On a sur l’agglomération un taux élevé de bénéficiaires du RSA par rapport au reste du département. De l’ordre de 14 % des demandeurs d’emploi (environ 800 personnes). On a donc suivi des petits groupes de façon intensive avec des entretiens réguliers, du coaching… Ça a porté ses fruits puisqu’un retour à l’emploi dans les six mois a été constaté pour 44 % d’entre eux. Ce dispositif a depuis été généralisé dans toutes nos agences de Charente-Maritime.

Quels sont les secteurs qui embauchent le plus sur le territoire ?

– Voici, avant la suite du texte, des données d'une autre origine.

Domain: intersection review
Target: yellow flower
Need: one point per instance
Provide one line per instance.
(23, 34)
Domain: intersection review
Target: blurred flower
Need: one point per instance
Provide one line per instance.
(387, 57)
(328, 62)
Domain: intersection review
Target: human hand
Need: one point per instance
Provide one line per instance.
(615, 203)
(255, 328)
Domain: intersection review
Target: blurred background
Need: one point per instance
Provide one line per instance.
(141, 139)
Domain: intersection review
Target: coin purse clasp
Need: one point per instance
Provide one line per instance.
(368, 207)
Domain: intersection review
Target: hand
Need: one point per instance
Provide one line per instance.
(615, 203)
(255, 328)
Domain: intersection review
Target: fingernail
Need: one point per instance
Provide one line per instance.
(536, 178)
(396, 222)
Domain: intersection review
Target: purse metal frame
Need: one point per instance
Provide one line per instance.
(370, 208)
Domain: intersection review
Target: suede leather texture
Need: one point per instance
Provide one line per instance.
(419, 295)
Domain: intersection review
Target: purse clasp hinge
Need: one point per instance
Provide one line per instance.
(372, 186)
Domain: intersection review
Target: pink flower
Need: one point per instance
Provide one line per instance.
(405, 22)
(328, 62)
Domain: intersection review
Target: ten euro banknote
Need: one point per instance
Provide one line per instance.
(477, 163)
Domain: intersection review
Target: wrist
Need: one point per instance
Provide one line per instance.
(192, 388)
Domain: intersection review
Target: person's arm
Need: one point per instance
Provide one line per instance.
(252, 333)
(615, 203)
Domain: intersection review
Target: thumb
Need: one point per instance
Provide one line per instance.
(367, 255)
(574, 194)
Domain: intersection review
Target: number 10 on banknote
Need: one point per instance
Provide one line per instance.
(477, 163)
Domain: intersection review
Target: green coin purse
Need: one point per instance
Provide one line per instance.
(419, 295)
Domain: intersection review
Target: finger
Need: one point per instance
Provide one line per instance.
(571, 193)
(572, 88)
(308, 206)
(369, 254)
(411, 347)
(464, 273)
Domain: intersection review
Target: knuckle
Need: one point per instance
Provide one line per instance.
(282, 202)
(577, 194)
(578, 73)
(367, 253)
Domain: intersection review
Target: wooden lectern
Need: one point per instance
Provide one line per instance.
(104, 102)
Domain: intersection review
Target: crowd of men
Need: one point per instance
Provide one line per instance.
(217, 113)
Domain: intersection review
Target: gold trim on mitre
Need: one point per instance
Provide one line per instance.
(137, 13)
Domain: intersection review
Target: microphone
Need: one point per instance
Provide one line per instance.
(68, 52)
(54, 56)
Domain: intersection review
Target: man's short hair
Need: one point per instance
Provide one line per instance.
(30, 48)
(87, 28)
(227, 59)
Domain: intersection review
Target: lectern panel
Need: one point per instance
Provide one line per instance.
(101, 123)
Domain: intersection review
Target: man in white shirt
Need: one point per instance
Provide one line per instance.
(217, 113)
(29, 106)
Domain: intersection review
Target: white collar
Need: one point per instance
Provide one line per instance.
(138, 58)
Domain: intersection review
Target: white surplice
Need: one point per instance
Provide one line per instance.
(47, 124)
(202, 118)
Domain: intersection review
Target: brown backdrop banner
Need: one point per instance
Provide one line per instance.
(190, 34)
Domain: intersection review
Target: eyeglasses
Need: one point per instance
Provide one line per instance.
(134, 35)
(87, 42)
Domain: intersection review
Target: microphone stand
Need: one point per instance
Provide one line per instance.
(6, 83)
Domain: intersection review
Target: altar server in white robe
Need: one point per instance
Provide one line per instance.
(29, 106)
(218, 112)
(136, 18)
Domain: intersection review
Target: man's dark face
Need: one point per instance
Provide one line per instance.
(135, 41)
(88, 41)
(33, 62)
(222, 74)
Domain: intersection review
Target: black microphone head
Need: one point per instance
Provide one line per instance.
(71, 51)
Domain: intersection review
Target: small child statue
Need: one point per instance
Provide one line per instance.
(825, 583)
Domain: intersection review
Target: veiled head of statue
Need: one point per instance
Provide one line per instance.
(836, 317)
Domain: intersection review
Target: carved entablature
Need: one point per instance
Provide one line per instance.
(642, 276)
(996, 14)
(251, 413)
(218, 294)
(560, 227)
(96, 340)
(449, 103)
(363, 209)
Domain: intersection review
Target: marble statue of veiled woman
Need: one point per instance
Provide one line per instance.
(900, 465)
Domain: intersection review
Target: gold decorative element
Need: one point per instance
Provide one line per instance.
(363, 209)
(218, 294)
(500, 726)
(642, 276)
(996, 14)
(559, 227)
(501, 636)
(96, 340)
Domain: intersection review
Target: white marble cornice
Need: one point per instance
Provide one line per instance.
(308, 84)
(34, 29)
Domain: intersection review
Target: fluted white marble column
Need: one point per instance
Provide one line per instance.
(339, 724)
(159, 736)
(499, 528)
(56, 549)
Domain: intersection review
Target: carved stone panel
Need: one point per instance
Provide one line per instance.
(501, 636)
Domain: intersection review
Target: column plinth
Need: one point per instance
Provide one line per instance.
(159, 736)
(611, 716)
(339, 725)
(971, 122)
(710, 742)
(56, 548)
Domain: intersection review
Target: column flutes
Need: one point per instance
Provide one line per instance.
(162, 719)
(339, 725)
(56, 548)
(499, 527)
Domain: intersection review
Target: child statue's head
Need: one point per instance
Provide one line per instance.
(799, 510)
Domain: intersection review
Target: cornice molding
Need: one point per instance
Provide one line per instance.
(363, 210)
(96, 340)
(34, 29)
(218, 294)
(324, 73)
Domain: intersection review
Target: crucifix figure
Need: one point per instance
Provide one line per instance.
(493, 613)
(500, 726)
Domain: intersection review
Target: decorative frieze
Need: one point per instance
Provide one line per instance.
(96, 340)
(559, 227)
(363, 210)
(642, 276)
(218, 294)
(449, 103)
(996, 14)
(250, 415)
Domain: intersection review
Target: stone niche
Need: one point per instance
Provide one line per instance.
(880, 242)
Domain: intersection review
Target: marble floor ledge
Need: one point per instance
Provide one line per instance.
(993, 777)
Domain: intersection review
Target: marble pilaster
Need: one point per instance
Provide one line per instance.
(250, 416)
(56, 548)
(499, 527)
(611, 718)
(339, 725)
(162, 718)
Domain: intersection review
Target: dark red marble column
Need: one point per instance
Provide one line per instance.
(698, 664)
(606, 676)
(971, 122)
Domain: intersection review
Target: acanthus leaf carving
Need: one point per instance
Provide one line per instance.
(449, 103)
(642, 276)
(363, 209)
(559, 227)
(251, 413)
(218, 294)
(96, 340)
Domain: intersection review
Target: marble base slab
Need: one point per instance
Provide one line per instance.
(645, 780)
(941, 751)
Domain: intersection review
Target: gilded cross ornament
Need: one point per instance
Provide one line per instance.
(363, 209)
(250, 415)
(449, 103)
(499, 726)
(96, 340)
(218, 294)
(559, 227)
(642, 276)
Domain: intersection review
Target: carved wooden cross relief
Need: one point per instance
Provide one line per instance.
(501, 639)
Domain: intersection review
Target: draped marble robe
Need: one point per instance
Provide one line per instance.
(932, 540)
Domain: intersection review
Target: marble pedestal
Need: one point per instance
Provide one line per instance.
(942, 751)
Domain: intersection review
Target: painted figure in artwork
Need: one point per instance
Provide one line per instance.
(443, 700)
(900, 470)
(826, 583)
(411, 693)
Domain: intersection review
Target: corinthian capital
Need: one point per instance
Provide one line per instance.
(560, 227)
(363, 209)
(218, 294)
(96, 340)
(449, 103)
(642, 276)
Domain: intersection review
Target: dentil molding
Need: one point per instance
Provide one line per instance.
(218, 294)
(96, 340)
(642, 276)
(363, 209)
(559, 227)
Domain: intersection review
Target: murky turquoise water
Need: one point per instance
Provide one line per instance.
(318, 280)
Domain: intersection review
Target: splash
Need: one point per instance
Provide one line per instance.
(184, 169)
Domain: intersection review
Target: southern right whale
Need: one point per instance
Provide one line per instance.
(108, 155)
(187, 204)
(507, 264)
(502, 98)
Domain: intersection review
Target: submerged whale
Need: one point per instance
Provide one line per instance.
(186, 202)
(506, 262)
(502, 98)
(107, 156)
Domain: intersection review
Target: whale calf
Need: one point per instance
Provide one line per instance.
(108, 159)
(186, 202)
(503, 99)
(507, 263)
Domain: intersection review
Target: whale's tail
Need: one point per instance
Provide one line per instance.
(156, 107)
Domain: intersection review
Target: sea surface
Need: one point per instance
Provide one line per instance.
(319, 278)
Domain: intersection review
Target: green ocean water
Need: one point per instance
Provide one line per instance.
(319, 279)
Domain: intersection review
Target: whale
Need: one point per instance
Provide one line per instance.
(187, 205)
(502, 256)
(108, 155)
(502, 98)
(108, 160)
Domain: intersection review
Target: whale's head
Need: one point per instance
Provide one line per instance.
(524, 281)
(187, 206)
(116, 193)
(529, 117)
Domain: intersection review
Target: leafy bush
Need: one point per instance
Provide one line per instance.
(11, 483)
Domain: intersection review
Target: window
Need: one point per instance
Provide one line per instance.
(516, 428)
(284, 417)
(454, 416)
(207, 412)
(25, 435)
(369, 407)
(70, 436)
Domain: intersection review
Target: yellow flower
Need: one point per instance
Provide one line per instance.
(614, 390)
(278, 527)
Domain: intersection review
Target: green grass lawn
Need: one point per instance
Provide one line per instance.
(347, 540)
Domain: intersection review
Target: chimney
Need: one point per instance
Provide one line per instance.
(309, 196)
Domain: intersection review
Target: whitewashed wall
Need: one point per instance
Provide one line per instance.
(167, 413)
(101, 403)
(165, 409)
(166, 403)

Je ne vous apprendrai rien en vous disant que c’est le secteur du tourisme avec la restauration, l’hôtellerie, l’aide et le service à la personne… Nous ne sommes pas sur un gros bassin industriel. Il y a beaucoup d’activité tertiaire et énormément de microentreprises. Lorsque certains n’arrivent pas à trouver d’emploi, ils le créent. Le niveau de qualification n’est pas non plus très élevé. Les emplois de cadre ne sont pas légion. Les jeunes qui sortent diplômés de leurs études vont donc pour la plupart chercher du travail en dehors du territoire à La Rochelle, Bordeaux… Ici, parmi les plus gros employeurs, on peut citer la vinaigrerie Burg à La Tremblade, les robinets Presto à Saint-Georges-de-Didonne, la grande distribution, les établissements de santé, le club Med de La Palmyre…

Comment optimiser les possibilités de retour à l’emploi pour les chômeurs en Pays Royannais ?

Nous travaillons en partenariat avec toutes les structures comme la Mission locale, Cap emploi, le Département, les collectivités locales… L’idée est de ne pas multiplier les interlocuteurs et de mutualiser les moyens pour éviter un millefeuille. Nous allons également vers les entreprises qui ne travaillent pas encore avec nous et qui recrutent. Nous n’avons que 25 % d’employeurs qui se tournent vers nous. C’est peu et il y a une grosse marge de progression. À nous d’aller démarcher. Nous sommes aussi en lien avec les agences d’intérim.

Comment percevez-vous cette volonté de la Communauté d’agglomération de développer la filière équestre et de créer un campus des métiers du sport, des loisirs et du bien-être ?

On a beaucoup travaillé tous ensemble sur la mise en place de la formation de cavaliers d’entraînement à l’hippodrome de La Palmyre. C’est une niche et il a fallu trouver les candidats. Au final c’est une belle réussite. Bien sûr que le projet de campus est intéressant. Plus nous permettrons aux jeunes de se former à des métiers qui recrutent sur le territoire et mieux ce sera.